I continued to look at him and lose myself in his gray eyes. I thought about what I should do. I loved him so much. I decided that I had to tell him a minimum of all of this, but in covert words.

—Draco, I have never stopped loving you and I never will. I don't want to forget you, but I have to. I'm not doing it against you, I'm doing it for you... I said, letting the tears flow down my cheeks.

- What are you talking about ? I don't understand, please explain. I'm sure we can work this out together. He whispered, unsure if he understood what I meant.

He continued to wipe away the tears that were streaming down my cheeks. His gray gaze was locked into mine. I felt good, but at the same time bad, very bad. I couldn't let him get close to me if that's what we both want. I have to protect him from the danger he runs by being near me. It was so difficult and heartbreaking. I wanted to keep him close to me, but I wasn't allowed to.

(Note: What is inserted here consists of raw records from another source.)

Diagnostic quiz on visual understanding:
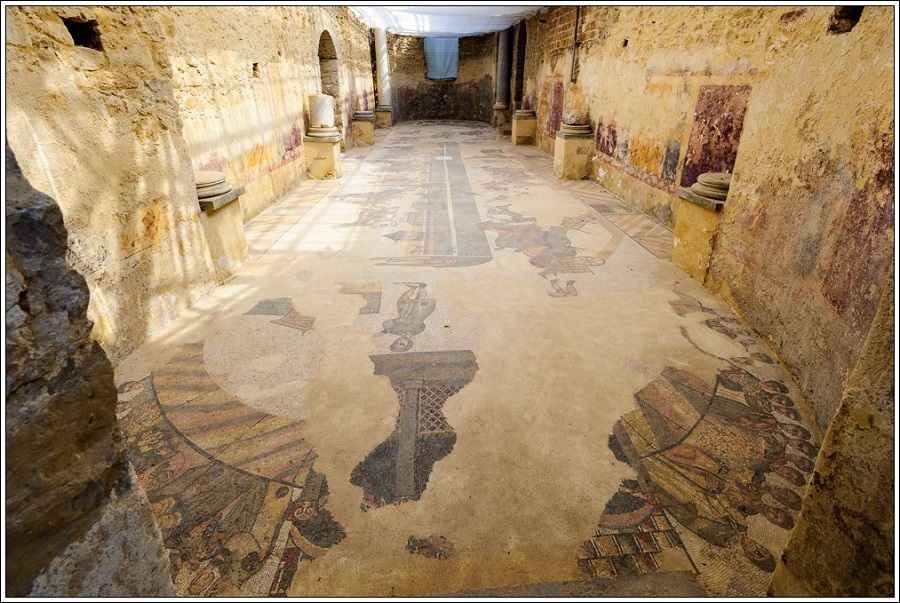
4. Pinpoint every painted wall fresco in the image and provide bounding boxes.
[388,34,497,123]
[540,76,566,138]
[118,354,345,596]
[681,86,750,186]
[350,351,478,511]
[577,294,818,596]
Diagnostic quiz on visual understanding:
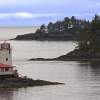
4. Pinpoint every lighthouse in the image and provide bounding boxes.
[0,41,15,79]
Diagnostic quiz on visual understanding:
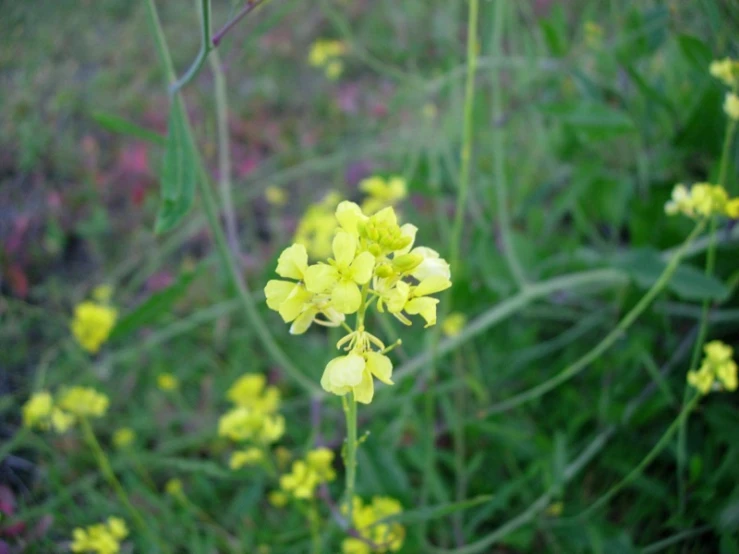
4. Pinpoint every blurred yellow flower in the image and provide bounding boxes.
[264,185,287,207]
[441,312,467,337]
[58,386,110,417]
[341,496,405,554]
[724,92,739,121]
[687,340,737,394]
[157,373,180,392]
[71,301,117,354]
[113,427,136,449]
[233,447,264,470]
[71,517,128,554]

I took my courage and tried as best I could to enlighten him on the situation.

- "I just want to protect you. I have no other choice, Draco.

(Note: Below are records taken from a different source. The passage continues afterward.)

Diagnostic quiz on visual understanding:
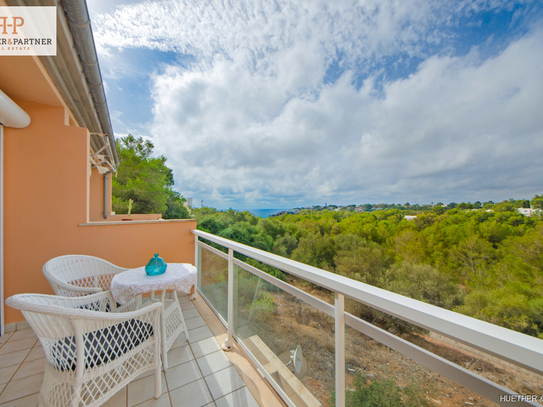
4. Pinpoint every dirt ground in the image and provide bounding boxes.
[255,280,543,407]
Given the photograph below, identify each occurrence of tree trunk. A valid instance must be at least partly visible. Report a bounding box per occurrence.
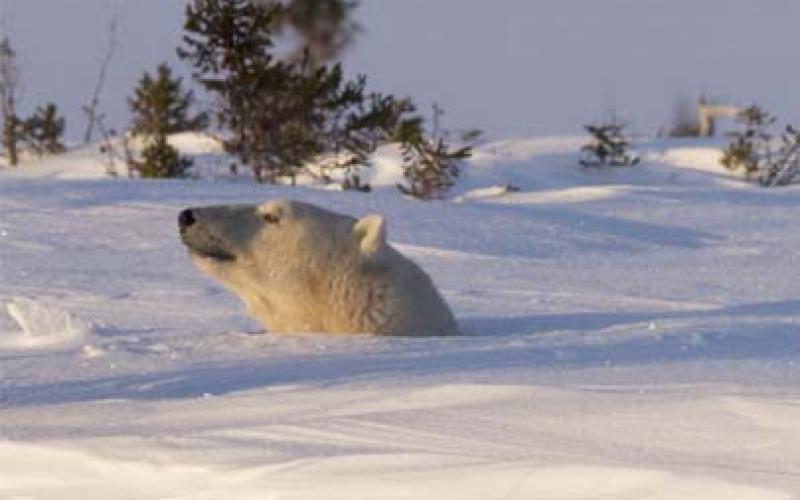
[3,115,19,167]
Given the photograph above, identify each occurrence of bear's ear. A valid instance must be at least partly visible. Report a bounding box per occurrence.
[353,215,386,257]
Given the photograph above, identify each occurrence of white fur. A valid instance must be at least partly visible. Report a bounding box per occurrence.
[182,200,458,335]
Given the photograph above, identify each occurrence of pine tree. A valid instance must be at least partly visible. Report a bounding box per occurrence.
[127,63,203,178]
[178,0,289,180]
[397,117,472,200]
[128,63,208,136]
[178,0,406,185]
[21,103,65,156]
[0,37,20,166]
[128,135,192,179]
[720,105,776,177]
[579,119,639,167]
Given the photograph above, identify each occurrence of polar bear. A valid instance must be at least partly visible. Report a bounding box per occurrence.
[178,200,458,335]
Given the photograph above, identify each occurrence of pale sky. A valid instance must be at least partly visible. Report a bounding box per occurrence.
[0,0,800,143]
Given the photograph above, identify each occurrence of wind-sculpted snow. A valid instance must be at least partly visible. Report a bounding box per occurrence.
[0,136,800,500]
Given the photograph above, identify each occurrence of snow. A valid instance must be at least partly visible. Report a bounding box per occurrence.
[0,135,800,500]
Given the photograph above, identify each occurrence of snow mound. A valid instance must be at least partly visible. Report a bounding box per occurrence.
[0,297,94,349]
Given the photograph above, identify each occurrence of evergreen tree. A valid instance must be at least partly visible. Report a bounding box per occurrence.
[178,0,406,182]
[21,103,65,156]
[178,0,290,180]
[127,63,203,178]
[128,63,208,136]
[0,37,20,166]
[579,119,639,167]
[720,105,776,177]
[397,117,472,200]
[128,135,192,178]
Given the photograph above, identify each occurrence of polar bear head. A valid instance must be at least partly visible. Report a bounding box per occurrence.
[179,200,387,329]
[178,200,458,335]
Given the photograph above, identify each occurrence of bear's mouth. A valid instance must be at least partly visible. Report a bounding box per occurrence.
[181,233,236,262]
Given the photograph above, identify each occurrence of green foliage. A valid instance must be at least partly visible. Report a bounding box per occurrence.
[128,63,208,136]
[128,135,192,179]
[397,117,472,200]
[126,63,203,178]
[579,121,639,167]
[179,0,402,187]
[0,37,21,167]
[720,105,800,187]
[20,103,65,156]
[178,0,470,195]
[720,105,776,177]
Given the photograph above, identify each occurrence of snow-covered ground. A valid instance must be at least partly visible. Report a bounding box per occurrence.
[0,137,800,500]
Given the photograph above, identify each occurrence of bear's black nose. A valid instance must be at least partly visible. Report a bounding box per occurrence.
[178,208,196,229]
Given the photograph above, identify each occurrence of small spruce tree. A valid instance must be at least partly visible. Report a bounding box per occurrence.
[720,105,777,177]
[133,135,192,179]
[579,120,639,167]
[127,63,208,177]
[21,103,65,156]
[397,117,472,200]
[128,63,208,136]
[0,37,20,167]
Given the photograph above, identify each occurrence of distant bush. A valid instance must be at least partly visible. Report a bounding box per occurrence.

Tears streamed down my face. I tried to get out of Draco's grip, but I couldn't. This one holding me tighter and tighter against him. I felt like he was starting to understand what I was trying to explain to him and that he didn't want to lose me again. He didn't want me to go, because for him that would mean he lost me again. I felt his heart beating, which calmed me a little and made my tears stop. I felt good in his arms, but at the same time I felt like I was breaking something. I felt like I was doing something forbidden, but I loved it. I then stopped my attempts to break away from his embrace.